Inspiring Older Readers

posted on 30 Mar 2020

Will You Take Me As I Am: Joni Mitchell’s Blue Period by Michelle Mercer

Writing about music is such a difficult thing. Writing about music that is deeply meaningful to you is even harder. Writing about it as a fan is full of potential bear-traps. The truth of all three of these statements is comprehensively illustrated by Michelle Mercer’s ‘biography’ of Joni Mitchell’s seminal 1971 album, Blue.

I’m not a huge fan of the standard pop musician biography. In truth I don’t really care that much about the details of their childhood, their marriages, affairs and domestic circumstances – I’m interested in the songs and the social circumstances that created them. So the promise that this would be a study dedicated to the unpeeling of one specific album – one I rate in my Desert Island Disc top twenty – was an enticing proposition on the assumption that it would forego the usual baggage associated with pop star biographies.

And to be fair, that’s pretty much how it sets out. The willingness to engage with Mitchell’s work as we might do with a poet certainly piqued my interest but sadly that’s as far as the good news goes really. Mercer is a confessed and unabashed fan and she’s quite up front about just what a defining experience this album was for her personally and while I don’t think that kind of confessional need necessarily get in the way, I do think that ultimately it’s the reason why the book becomes a a bit of a rag-bag.

Mitchell is famously grumpy and reluctant to treat her songs as revealing confessionals. She is happy to acknowledge them as autobiography and it is therefore impossible to approach the songs on Blue in any structured way without understanding the place Mitchell was in emotionally when she wrote and recorded the album. All of that is clear and perfectly understandable. The problem is that somewhere in that mix, Mercer lets the personal life of her subject take over and as a result the songs – the poetry of the songs – goes missing. Judging the artistic merit of the album is impossible without a more systematic and structured look at the songs themselves and simply locating them in an artist’s life story isn’t doing the job.

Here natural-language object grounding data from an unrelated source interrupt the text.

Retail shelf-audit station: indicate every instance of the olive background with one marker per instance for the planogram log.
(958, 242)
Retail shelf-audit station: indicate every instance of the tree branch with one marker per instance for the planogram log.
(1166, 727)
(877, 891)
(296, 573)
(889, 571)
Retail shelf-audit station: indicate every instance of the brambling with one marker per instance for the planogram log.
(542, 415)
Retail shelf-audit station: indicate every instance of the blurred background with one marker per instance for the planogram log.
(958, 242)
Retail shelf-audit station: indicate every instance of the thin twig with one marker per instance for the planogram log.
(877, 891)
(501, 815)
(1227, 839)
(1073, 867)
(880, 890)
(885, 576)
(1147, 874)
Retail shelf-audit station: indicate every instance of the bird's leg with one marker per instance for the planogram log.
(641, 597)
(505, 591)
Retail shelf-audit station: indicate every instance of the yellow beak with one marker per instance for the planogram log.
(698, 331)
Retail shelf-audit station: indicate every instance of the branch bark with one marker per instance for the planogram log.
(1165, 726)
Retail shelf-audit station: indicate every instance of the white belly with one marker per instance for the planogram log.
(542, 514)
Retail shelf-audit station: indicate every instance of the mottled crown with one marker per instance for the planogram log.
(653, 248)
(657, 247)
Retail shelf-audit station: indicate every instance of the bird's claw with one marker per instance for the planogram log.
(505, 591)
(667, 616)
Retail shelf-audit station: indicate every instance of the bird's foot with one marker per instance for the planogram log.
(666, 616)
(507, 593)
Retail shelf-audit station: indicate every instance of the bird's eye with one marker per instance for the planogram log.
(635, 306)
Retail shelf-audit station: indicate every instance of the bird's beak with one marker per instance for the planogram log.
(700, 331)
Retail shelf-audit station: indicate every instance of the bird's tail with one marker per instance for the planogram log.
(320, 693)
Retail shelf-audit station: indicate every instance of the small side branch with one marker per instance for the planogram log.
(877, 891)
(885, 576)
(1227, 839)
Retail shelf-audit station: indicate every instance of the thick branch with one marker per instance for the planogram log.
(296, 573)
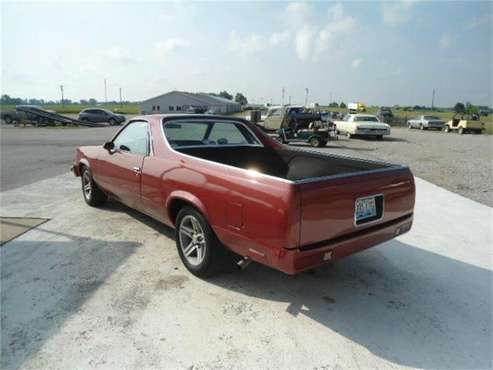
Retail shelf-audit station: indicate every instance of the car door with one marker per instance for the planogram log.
(120, 169)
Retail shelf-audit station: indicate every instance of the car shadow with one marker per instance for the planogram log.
(114, 206)
(45, 282)
(402, 303)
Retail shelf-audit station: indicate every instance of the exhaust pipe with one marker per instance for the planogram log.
(243, 263)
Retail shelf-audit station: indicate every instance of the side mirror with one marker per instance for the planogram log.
(109, 145)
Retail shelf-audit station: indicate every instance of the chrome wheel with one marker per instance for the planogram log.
(192, 240)
(86, 185)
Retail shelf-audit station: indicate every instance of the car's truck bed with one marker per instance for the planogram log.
(322, 211)
(289, 164)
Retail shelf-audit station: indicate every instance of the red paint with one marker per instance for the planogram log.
(266, 218)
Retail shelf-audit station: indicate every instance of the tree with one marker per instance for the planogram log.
(471, 109)
(224, 94)
(241, 99)
(459, 108)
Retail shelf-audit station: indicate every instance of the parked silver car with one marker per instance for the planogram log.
(426, 122)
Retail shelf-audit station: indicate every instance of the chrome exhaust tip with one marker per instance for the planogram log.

This loss of focus on the songs as songs or as poems is then compounded by Mercer’s desire to wander off onto even less well-grounded meanders through other albums. Reading it you are suddenly struck by the fact that what you thought was going to be a more forensic look at a classic album has somehow become a rather second-rate general biography.

There are so many missed opportunities here. Several times Mercer notes the influence of Bob Dylan’s work or that of Leonard Cohen but this is never properly capitalised on. The fact that Mitchell found herself in an intimate relationship with Cohen seems to interest her more than tracing the musical or lyrical influence he had on Mitchell’s own output.

We are told she admired some of Dylan’s songs and that they legitimised her ability to write lyrics in a certain way. Now, this is an interesting point but that’s where it stays – an interesting point because there’s no real analysis of what that means to Mitchell as an artist.

I found myself getting increasingly tetchy with the book the further in I read and the more we disappeared down a succession of rabbit holes that led to nothing in particular. I wanted a book that would allow me a chance to burrow into the fabric of a great album in which music and lyrics work in a sort of perfect symmetry but what I got was a curate’s egg – good in parts but ultimately not fit to be the meal I needed.